Story by Yashowanto Ghosh, Staff Writer
BELGIUM – Three co-ordinated suicide bombings killed 35 (including the three bombers themselves) and injured over 300 in Brussels on Tuesday, March 22. Two of the bombings happened at the Brussels airport and the third at a metro station near the headquarters of the European Commission; a fourth bomb was found at the airport, reports Los Angeles Times. Islamic State claimed responsibility and promised more. Belgium declared three days of national mourning; the airport stayed closed for a week, and won’t open for passenger flight until at least Sunday, April 3, according to Wall Street Journal.
Belgian authorities have since recovered materials for making more bombs from an apartment in northern Brussels and arrested 18 suspected accomplices; one was charged, but later released for lack of evidence. Two more suspects were arrested in Germany, reports Der Spiegel; yet another suspect, arrested in Italy, may have provided forged documents for both the Brussels bombings and the terrorist attacks in Paris in November 2015.
Four days before the Brussels bombings, Salah Abdeslam, one of only two living people who are suspected to have been accomplices in the Paris attacks, had been arrested in Brussels; Abdeslam is ready to co-operate with authorities, reports Yahoo News.

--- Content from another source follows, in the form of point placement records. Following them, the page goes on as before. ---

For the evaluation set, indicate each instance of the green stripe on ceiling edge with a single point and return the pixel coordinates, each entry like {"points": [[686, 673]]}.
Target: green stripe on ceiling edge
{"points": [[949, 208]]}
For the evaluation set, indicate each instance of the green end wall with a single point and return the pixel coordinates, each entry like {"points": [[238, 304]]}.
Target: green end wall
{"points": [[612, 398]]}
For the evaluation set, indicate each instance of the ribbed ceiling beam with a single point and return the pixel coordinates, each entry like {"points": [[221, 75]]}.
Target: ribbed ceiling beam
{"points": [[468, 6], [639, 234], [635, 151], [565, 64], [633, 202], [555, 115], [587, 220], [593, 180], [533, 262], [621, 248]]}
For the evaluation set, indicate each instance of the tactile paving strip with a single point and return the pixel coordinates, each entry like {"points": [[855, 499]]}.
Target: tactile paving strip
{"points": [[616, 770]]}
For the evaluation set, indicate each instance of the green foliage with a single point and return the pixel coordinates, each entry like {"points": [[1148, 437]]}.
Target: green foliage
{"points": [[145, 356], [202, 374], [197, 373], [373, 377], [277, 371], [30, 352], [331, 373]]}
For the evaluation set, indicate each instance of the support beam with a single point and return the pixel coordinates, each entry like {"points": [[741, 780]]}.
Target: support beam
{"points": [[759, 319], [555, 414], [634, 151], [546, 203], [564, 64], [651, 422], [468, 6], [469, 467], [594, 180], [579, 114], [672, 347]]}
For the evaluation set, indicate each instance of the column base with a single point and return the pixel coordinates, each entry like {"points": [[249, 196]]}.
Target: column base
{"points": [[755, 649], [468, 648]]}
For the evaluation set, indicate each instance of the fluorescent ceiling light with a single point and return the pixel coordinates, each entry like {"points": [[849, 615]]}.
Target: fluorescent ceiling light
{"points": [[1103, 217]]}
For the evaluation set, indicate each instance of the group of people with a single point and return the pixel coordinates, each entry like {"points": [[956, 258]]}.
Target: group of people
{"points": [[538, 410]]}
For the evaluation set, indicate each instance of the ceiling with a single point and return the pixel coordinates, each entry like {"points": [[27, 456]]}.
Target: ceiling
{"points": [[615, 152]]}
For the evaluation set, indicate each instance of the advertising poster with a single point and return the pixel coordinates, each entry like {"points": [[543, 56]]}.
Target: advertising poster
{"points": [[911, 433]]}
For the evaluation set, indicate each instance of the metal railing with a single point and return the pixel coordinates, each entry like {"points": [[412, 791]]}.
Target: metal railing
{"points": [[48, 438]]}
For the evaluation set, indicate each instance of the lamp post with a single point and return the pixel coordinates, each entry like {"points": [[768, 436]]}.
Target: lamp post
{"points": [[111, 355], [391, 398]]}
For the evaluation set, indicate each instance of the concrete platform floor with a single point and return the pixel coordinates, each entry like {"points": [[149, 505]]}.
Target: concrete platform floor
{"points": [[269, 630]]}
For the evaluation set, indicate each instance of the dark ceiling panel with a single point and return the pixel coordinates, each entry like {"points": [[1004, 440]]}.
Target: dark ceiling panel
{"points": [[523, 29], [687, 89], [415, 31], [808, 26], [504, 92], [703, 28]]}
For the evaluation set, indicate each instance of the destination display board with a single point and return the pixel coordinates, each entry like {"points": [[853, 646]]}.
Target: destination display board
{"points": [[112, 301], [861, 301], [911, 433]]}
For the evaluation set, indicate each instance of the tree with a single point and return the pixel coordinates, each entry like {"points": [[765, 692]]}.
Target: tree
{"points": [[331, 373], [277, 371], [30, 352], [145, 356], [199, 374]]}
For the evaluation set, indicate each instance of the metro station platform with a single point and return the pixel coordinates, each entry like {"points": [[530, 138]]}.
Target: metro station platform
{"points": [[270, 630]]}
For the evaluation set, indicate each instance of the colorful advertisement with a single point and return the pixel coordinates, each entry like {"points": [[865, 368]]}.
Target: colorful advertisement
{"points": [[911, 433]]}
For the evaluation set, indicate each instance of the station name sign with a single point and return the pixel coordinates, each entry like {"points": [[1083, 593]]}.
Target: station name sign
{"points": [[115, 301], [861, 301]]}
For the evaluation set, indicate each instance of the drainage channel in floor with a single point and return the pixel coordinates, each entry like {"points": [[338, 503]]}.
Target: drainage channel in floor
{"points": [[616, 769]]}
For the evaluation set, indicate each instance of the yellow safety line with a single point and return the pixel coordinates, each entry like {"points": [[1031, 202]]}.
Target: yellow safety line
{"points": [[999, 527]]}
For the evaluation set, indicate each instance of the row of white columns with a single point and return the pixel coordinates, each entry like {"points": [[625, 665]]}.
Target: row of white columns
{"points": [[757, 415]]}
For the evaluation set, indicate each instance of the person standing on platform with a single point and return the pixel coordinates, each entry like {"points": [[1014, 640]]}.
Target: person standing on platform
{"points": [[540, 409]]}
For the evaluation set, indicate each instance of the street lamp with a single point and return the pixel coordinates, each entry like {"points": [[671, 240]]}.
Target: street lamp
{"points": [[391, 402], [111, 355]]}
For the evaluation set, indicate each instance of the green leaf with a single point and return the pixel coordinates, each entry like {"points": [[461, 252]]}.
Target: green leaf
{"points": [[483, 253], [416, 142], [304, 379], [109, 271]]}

NETHERLANDS – The International Criminal Tribunal for the former Yugoslavia reached two high-profile verdicts in the last two weeks: Radovan Karadzic was sentenced to 40 years in prison on Thursday, March 24, whereas Vojislav Seselj was acquitted on Thursday, March 31.

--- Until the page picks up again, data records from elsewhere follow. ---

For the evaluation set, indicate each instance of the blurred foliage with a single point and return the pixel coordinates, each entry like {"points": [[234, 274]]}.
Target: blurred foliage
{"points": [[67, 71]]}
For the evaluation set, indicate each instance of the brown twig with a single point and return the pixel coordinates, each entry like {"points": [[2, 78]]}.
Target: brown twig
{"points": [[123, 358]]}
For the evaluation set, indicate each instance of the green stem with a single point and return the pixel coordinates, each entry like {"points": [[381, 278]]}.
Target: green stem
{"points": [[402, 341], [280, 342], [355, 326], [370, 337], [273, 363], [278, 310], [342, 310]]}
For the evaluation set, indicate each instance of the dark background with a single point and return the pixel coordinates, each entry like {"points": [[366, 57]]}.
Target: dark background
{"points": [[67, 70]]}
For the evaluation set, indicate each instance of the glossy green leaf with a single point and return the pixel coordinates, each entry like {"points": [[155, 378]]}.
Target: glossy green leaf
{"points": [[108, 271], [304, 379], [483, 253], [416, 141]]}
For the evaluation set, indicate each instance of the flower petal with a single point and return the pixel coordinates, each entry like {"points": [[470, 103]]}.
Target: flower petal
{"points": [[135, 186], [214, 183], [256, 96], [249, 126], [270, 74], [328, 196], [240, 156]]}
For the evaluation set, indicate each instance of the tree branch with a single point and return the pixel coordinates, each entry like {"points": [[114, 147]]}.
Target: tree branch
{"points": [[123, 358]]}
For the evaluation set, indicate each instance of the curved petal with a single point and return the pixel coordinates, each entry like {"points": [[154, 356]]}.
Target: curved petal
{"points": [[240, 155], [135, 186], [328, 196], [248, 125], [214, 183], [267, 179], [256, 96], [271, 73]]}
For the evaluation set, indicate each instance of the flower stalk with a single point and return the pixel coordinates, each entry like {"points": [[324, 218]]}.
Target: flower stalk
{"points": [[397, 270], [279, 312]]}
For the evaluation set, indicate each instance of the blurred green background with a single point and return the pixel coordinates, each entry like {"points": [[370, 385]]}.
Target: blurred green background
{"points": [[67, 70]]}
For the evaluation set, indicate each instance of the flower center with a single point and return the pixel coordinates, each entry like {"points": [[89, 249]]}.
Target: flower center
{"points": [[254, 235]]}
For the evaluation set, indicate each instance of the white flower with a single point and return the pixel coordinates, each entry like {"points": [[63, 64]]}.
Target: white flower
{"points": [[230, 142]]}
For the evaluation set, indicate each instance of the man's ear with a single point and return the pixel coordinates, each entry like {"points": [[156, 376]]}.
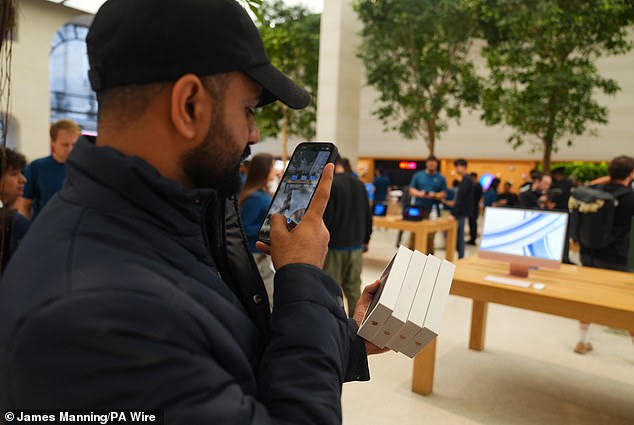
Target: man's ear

Karadzic led the Serbian uprising in Bosnia in 1992, directed the four-year siege of Sarajevo, and ordered the Srebrenica genocide in 1995. Judge O-Gon Kwon said Karadzic had been the only person with the power to stop the genocide, reports Chicago Tribune. After the war, Karadzic assumed a false identity and evaded arrest until 2008.

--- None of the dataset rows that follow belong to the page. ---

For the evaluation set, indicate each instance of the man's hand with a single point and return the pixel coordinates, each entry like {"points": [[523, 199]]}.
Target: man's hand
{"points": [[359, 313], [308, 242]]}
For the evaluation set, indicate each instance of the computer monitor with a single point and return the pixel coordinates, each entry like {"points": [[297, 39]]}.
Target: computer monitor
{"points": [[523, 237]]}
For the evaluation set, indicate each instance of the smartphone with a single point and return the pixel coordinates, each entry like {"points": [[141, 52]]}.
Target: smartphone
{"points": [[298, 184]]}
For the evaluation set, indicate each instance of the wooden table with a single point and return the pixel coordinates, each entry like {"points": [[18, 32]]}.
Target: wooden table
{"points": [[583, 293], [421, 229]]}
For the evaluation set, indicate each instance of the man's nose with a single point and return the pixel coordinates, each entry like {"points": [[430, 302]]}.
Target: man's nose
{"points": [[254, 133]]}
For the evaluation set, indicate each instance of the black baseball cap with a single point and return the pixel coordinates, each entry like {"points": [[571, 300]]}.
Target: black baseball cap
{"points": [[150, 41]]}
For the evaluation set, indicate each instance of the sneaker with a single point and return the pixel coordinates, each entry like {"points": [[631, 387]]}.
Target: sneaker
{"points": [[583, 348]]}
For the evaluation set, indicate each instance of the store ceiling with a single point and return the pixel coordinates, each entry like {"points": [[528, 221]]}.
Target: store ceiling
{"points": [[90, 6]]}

Seselj, a Serbian ultranationalist, euroskeptic, and pro-Russian politician, voluntarily surrendered to the tribunal and was charged with assorted war crimes, including his support of Serbian paramilitaries; he was acquitted due to lack of evidence, reports The Associated Press. The decision sparked negative reactions in Bosnia and Croatia, while Seselj, speaking in Belgrade, said that he now expects his party to win between 20 percent and 25 percent of the vote in the Serbian general elections on April 24.
Still under trial are Karadzic’s general Ratko Mladic, also known as the Butcher of Bosnia, and Goran Hadzic, president of the self-proclaimed Serbian state in Croatia, both of whom successfully evaded arrest until 2011.